After having read many (many!) things, I believe the 4 best solutions to deal with this specific issue are:

  • Removing the BOM before reading the CSV with ADODB.Connection / ADODB.RecordSet (for instance, via #iFile or Scripting.FileSystemObject-OpenAsTextStream to efficiently read the first line of the file and remove the BOM).
  • Creating a schema.ini file so that ADO properly parses the CSV.
  • Using some modules created by wizards (like W. Garcia's class module).
  • Using an ADODB.Stream and setting Charset = "UTF-8".

The last solution (using a stream) seems quite fine but doing the following returns a string:

Sub loadCsv()

    Const adModeReadWrite As Integer = 3

    With CreateObject("ADODB.Stream")
        .Charset = "utf-8"
        .Mode = adModeReadWrite
        .Open
        .LoadFromFile ("C:\atestpath\test.csv")
        Debug.Print .readtext
    End With
 
End Sub

Do you know any trick that could help using the string returned by .readtext as the Data Source of an ADODB.RecordSet or ADODB.Connection (apart from looping to manually populate the fields of my recordset)?


Solution

  • EDIT: I found that loading the CSV with a querytable object (see this good example) or through a WorkbookQuery object (introduced in Excel 2016) are the easiest and probably most reliable ways to proceed (see an example from the documentation here).

    OLD ANSWER:

    Talking with @Profex encouraged me to further investigate the issue. Turns out there are 2 problems: the BOM and the delimiter used for the CSV. The ADO connection string I need to use is :

    strCon = "Provider=Microsoft.ACE.OLEDB.12.0;Data Source=C:\Users\test\;Extended Properties='text;HDR=YES;CharacterSet=65001;FMT=Delimited(;)'"
    

    But FMT does not work with a semicolon (FMT=Delimited(;)), at least with Microsoft.ACE.OLEDB.12.0 on a x64 system (Excel x64). Thus, @Profex was quite right to state:

    even though the first field name has a ? in front of it, it doesn't look like it actually matters

    given that he was using FMT=Delimited on a CSV delimited by a simple comma (",").

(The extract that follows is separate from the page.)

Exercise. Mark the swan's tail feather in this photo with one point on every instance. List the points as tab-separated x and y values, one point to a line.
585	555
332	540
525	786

    Some people suggest to edit the registry so that the semicolon delimiter is accepted. I'd like to avoid that. Also, I'd rather not create a schema.ini file (even if that may be the best solution for complex CSVs). Thus, the only solutions remaining require to edit the CSV before creating the ADODB.Connection.

    I know my CSV will always have the problematical BOM as well as the same basic structure (something like "date";"count"). Thus I decided to go with this code:

    Dim arrByte() As Byte
    Dim strFilename As String
    Dim iFile As Integer
    Dim strBuffer As String
    strFilename = "C:\Users\test\t1.csv"
    If Dir(strFilename) <> "" Then 'check if the file exists, because if not, it would be created when it is opened for Binary mode.
        iFile = FreeFile
        Open strFilename For Binary Access Read Write As #iFile
        strBuffer = String(3, " ") 'We know the BOM has a length of 3
        Get #iFile, , strBuffer
        If strBuffer = "" 'Check if the BOM is there
            strBuffer = String(LOF(iFile) - 3, " ")
            Get #iFile, , strBuffer 'the current read position is ok because we already used a Get. We store the whole content of the file without the BOM in strBuffer
            arrByte = Replace(strBuffer, ";", ",") 'We replace every semicolon by a colon
            Put #iFile, 1, arrByte
        End If
        Close #iFile
    End If
    

    (note: one might use arrByte = StrConv(Replace(strBuffer, ";", ","), vbFromUnicode) because the bytes array is in ANSI format).